Subject: | Distribution for small bits is non-uniform, and can return out-of-range values |
The random number selection for small bits in maurer is non-uniform and
can select numbers outside the range. The method of selecting a random
number and calling nextprime generates very skewed distributions.
See Pierre-Alain Fouque and Mehdi Tibouchi, "Close to Uniform Prime
Number Generation With Fewer Random Bits", 2011.
[http://eprint.iacr.org/2011/481] for a discussion of distributions and
a comparison of the 'PRIMEINC' method compared to other methods
including the 'TRIVIAL' method used by Maurer for k <= p0 generation.
perl -MCrypt::Primes=maurer -E 'my %freq; $n=1000000;
$freq{maurer(Size=>6)}++ for (1..$n); printf("%4d %6.3f%%\n", $_,
100.0*$freq{$_}/$n) for sort {$a<=>$b} keys %freq;'
37 18.714%
41 12.509%
43 6.293%
47 12.391%
53 18.739%
59 18.804%
61 6.273%
67 6.278%
The frequency of selection is directly related to the size of the
primegap before it, which is what happens with the nextprime(rand)
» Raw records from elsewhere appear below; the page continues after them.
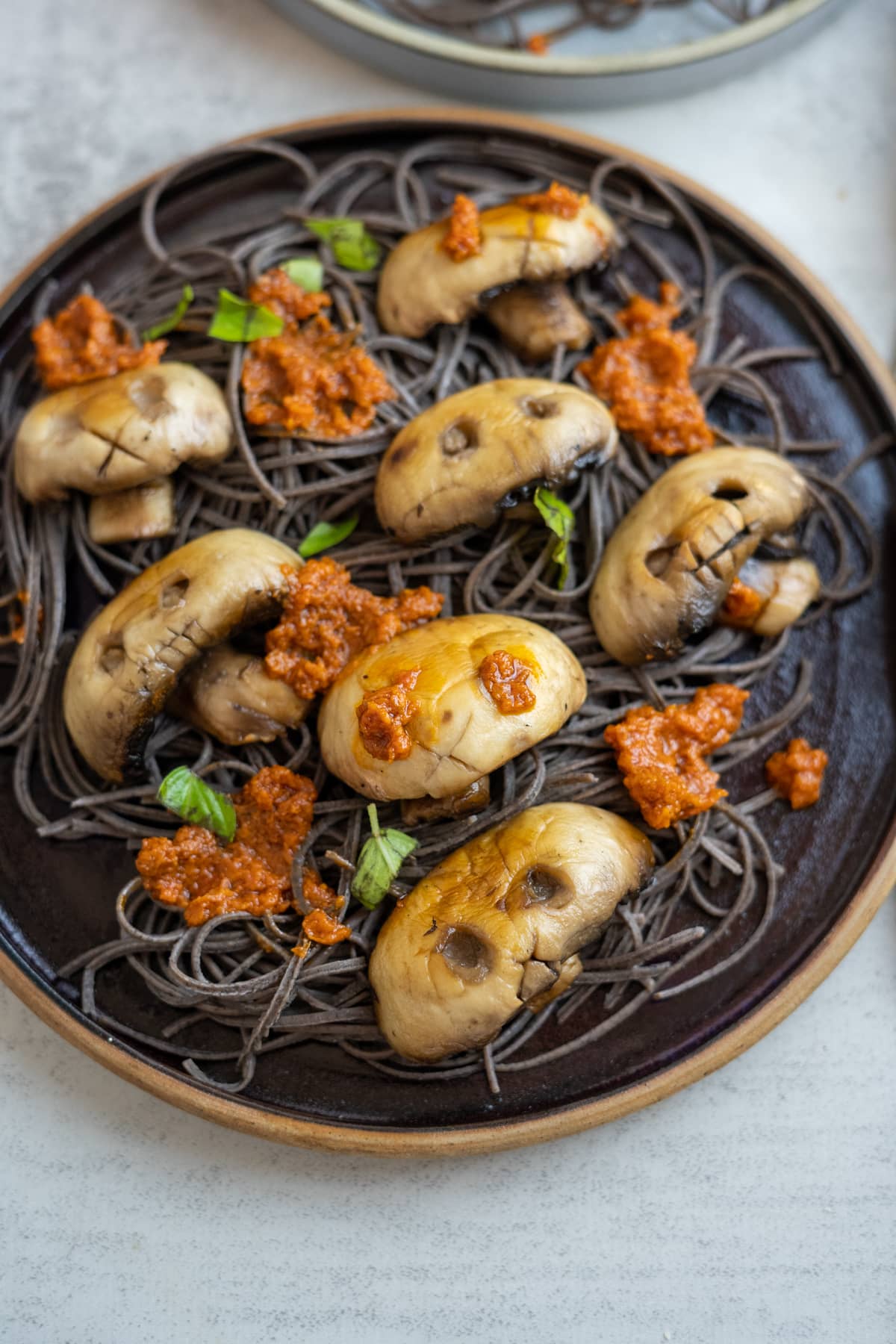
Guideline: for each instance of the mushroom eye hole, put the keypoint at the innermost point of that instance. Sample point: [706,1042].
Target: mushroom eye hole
[541,887]
[657,562]
[729,492]
[173,593]
[467,953]
[460,438]
[541,408]
[112,653]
method (Fouque and Tibouchi call this 'PRIMEINC', since that's what
Brandt and Damgård's 1992 paper call it). Also, 67 isn't a 6-bit number.
For comparison:
perl -MMath::Prime::Util=random_maurer_prime -E 'my %freq; $n=1000000;
$freq{random_maurer_prime(6)}++ for (1..$n); printf("%4d %6.3f%%\n", $_,
100.0*$freq{$_}/$n) for sort {$a<=>$b} keys %freq;'
37 14.329%
41 14.268%
43 14.311%
47 14.308%
53 14.277%
59 14.274%
61 14.233%
Brandt and Damgård claim in their 1992 paper that the entropy tends
toward the ideal as the number of bits k increases. However at these
small sizes the distribution is very far from uniform, and I am more
swayed by Fouque and Tibouchi's arguments about uniformity. Given that
we're using this purely for selecting small k values, I think we should
select the results uniformly.
Here are two ways of generating a uniform distribution (not exhaustive):
1) a) Map the primes in the range to consecutive integers.
b) Uniformly select one of the integers (now very easy).
c) Map the selected number back to a prime.
Simple implementation:
a) my @primes = primes(low,high)
b) uniformly select one of the elements of @primes
c) return it
Alternate implementation:
a) set pilow = prime_count( next_prime( low-1 ) )
pihigh = prime_count( prev_prime( high+1 ) )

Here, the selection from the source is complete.